Rishi Sunak’s pledge to enforce national service for 18-year-olds has been described as “bonkers” by a former British military chief.
The policy proposal, announced on Sunday by the prime minister, would see young people would be given a choice between a full-time placement in the armed forces for 12 months or spending one weekend a month for a year volunteering in their community.
It is the Conservatives’ first major policy proposal since Mr Sunak hastily announced the general election in the pouring rain last week, with his party now scrambling to find some 190 candidates amid a post-war record exodus of Tory MPs.
The prime minister insisted on that his plans for mandatory national service would help unite society in an “increasingly uncertain world” and give young people a “shared sense of purpose”.
However, the policy has been met with broadly negative and confused reaction.
Former chief of the naval staff, Admiral Alan West, labelled the plan as “bonkers” and added it would deplete the defence budget.
“I’m delighted if more young people become aware of defence and are involved … but this idea is basically bonkers,” he told The Guardian. “We need to spend more on defence, and – by doing what he’s suggesting – money will be sucked out of defence.”
Mr Sunak claims the programme will cost £2.5bn a year by the end of the decade and plans to fund £1bn through plans to “crack down on tax avoidance and evasion”.
The remaining £1.5bn will be paid for with money previously used for the UK Shared Prosperity Fund (UKSPF).
Labour’s shadow work and pensions secretary Liz Kendall noted to Sky News that the fund “is supposed to be used to tackle economic inactivity and helping people get back into work”.

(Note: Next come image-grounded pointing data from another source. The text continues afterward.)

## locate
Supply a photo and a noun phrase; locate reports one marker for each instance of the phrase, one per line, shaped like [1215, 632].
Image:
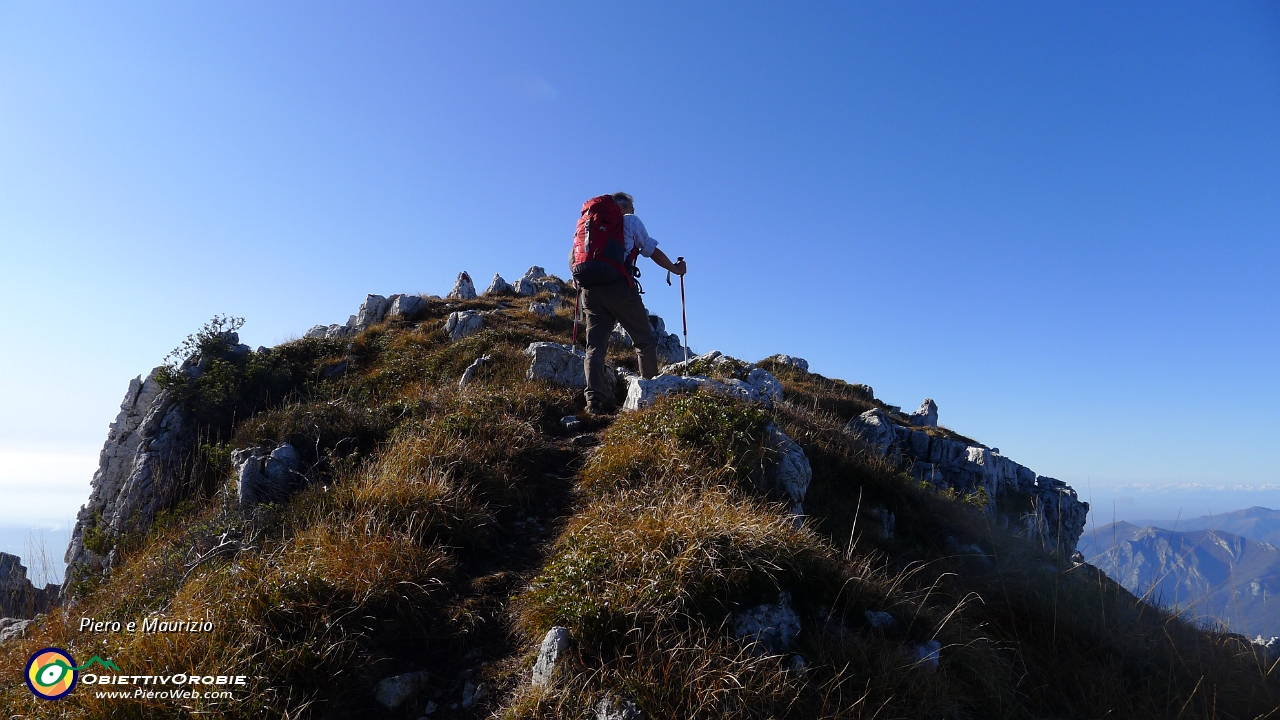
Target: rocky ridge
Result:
[151, 432]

There are many outstanding questions about the details of the scheme, though these would potentially be addressed a royal commission bringing in expertise from across the military and civil society to establish how the scheme would work in practice.
Facing questions about the proposal on Sunday, James Cleverly, the home secretary, said that no teenagers would be sent to prison for avoiding “mandatory” national service.
However, Foreign Office minister Anne-Marie Trevelyan did not rule out the possibility of parents being liable for fines if their adult children refuse to take part in the plan.
Labour frontbencher Liz Kendall accused the Conservatives of merely “asking young people to solve the problems in the NHS, the police and the armed services that the Tories themselves have created”.
Nigel Farage noted that, under the plans, there would be only 30,000 full-time military placements for around 700,000 school leavers, tellingSky News: “National service on any scale is literally impossible unless you build up the size of the Army, and you need another 20,000 people to be trainers if you were doing it seriously.”